At the event at Jubilee House, the seat of the presidency in Accra, on Monday 19 October 2020, President Akufo-Addo noted that the importance of agriculture to Ghana’s growth and development demands that data on the sector, which informs the formulation of strategies and policies, as well as the monitoring and evaluation of such policies, must be accurate and up to date.
“In any well-governed state, both the population census and the census of agriculture are taken every ten years. In the early decades of our nationhood, the census of agriculture was conducted every ten years – the first in 1963, the second in 1975, and the third in 1985,” he said.
He continued, “Shamefully, since then, for the last 33 years, no such census had been undertaken. Policy, prior to my assumption of office, had consequently been based largely on guesswork.
“It is no wonder that this period witnessed the systematic decline of our agriculture. We cannot afford such neglect again.”
The president recalled how, on Friday 8 June 2018 in Sefwi Wiawso, during a working visit to the Western Region, he launched the Ghana Census of Agriculture, the first such exercise in over three decades.
The purpose of the census is to help provide a basis to monitor the progress of the government’s interventions, offer insights on transformations in the sector, and, most importantly, ensure the integration of the agriculture, industry and services sectors.

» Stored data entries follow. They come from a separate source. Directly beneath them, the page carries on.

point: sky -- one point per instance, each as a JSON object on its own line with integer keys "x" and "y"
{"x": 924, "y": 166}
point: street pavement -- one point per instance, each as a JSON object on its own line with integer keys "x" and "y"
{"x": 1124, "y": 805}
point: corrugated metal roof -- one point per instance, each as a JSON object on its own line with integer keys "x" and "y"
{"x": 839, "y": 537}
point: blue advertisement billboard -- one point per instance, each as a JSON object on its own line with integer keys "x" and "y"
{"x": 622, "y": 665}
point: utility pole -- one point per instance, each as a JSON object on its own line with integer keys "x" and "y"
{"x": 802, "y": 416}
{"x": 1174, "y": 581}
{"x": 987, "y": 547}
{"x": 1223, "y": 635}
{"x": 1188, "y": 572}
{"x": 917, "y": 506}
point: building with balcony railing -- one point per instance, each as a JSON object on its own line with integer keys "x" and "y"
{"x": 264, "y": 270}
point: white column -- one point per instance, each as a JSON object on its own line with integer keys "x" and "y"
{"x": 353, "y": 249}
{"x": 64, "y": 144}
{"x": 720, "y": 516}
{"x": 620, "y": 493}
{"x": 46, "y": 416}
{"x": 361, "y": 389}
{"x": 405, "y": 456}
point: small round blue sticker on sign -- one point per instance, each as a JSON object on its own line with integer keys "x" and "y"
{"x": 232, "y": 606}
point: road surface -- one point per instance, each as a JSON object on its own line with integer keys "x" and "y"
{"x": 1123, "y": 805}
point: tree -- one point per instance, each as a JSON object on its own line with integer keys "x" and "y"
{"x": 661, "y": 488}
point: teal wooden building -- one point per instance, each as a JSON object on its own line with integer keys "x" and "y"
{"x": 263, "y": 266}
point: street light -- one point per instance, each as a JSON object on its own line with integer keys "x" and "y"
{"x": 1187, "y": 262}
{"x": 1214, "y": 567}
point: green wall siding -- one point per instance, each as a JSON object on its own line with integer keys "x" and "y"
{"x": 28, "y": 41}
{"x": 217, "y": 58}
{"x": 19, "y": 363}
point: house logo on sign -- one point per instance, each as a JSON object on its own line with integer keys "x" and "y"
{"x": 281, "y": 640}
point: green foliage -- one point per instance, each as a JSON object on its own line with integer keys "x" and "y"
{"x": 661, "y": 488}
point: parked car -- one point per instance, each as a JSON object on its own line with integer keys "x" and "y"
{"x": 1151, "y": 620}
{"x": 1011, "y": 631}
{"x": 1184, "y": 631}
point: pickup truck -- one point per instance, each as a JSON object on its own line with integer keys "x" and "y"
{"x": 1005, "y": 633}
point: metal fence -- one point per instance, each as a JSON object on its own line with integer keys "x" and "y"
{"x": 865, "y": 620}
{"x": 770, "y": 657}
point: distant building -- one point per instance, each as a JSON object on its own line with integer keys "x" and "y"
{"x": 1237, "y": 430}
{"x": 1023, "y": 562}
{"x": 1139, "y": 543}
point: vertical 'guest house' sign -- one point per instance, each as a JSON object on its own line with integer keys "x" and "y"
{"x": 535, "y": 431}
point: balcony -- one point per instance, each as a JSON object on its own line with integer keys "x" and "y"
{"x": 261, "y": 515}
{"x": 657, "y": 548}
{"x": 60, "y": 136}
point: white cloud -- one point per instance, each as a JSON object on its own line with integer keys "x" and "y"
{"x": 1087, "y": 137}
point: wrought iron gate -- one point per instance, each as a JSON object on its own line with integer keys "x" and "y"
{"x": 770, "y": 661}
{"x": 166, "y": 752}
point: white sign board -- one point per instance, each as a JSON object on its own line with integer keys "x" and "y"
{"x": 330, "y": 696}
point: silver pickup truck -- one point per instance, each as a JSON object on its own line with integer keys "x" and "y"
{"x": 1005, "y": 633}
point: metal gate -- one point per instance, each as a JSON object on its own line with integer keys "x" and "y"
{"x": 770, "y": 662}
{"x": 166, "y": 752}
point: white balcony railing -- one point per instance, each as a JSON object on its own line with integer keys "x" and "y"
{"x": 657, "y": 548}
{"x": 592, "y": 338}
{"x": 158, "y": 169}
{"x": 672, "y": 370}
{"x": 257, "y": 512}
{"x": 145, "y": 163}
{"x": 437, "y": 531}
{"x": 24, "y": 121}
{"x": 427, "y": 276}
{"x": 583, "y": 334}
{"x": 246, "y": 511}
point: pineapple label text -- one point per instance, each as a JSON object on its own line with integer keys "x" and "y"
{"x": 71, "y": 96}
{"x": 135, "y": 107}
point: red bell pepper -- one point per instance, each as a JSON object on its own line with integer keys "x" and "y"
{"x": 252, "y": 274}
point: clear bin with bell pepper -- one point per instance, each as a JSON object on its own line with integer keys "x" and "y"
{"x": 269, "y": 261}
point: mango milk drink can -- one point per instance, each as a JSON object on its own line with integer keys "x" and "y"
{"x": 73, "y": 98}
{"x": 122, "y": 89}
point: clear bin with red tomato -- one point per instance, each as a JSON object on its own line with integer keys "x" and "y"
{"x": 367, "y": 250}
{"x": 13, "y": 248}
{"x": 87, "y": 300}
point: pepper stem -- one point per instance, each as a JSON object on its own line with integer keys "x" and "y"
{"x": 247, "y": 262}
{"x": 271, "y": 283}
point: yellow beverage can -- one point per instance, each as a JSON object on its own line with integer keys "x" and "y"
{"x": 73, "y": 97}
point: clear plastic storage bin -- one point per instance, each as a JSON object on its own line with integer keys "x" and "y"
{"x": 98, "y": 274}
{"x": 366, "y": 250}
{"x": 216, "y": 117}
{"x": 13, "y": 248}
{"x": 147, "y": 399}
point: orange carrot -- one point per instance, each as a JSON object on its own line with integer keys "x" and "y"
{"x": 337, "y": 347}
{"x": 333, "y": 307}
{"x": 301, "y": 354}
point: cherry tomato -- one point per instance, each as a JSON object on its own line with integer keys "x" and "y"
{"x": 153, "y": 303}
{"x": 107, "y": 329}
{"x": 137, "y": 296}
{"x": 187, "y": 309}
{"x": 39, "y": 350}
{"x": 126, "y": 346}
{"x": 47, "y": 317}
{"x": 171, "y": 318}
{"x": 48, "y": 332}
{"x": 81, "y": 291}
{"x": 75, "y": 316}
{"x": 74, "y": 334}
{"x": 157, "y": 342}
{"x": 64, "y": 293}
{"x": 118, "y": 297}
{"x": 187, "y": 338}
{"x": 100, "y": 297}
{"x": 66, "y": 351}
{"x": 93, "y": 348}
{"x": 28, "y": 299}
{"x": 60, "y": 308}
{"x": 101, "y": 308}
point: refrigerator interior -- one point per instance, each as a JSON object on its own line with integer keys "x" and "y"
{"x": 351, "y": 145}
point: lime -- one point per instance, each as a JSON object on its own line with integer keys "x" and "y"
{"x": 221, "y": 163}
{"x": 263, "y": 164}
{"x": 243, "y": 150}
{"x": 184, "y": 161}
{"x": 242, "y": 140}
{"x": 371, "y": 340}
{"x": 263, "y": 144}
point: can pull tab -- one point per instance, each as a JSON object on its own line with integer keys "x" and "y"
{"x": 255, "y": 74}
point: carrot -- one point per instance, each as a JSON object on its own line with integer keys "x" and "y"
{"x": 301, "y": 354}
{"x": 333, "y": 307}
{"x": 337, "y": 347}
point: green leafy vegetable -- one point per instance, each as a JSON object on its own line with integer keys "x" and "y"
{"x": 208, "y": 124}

The findings from the report show that there are 2,585,531 agricultural households in Ghana, with a population of 11,340,947. Women make up 50.5% of this population and males 49.5%.
Agricultural activity in Ghana, the report says, remains largely rural (75.2%) and rudimentary, with little innovation and modernisation. The use of modern tools and equipment such as tractors, shellers, power tillers, hatcheries/incubators, meat processing equipment and milking equipment is negligible.
Tractors are the most used, yet the least owned equipment. Fertiliser is not used by most holders. Use of pesticides is highly prevalent among holders. And crop cultivation remains predominantly dependent on rain.
The report also shows that the sector remains unfriendly to special interest groups, including people who face difficulties in performing activity and women. The level of education among agricultural stakeholders is low. The sector, to a large extent, is also characterised by consumption of its own produce
Most parcels of land used for cultivating crops are smaller than two acres, and the youth generally find agribusiness unattractive.
“From these results, it is clear that agriculture continues to be the anchor of the country’s economy. The data also points to the fact that production methods are not modern, and income levels of farmers and fisherfolk remain low, making the sector unattractive to the youth as a viable means of livelihood,” the president said.
He stressed that this is why, over the past three years and ten months, through the Planting for Food and Jobs programme, “We have begun to change the narrative by modernising agriculture, improving production efficiency, achieving food security, and guaranteeing profitability for our farmers, all aimed at significantly increasing agricultural productivity.”
President Akufo-Addo told guests that the government, through the Ministry for Food and Agriculture, is pursuing a value-addition strategy, aimed at ramping up agro-processing rapidly, and developing new and stable markets for Ghanaian produce.
“PFJ has not only increased substantially the production of maize, rice, soybean and sorghum, and transformed our nation into a net exporter of food, but has also created some two million direct and indirect jobs,” he said.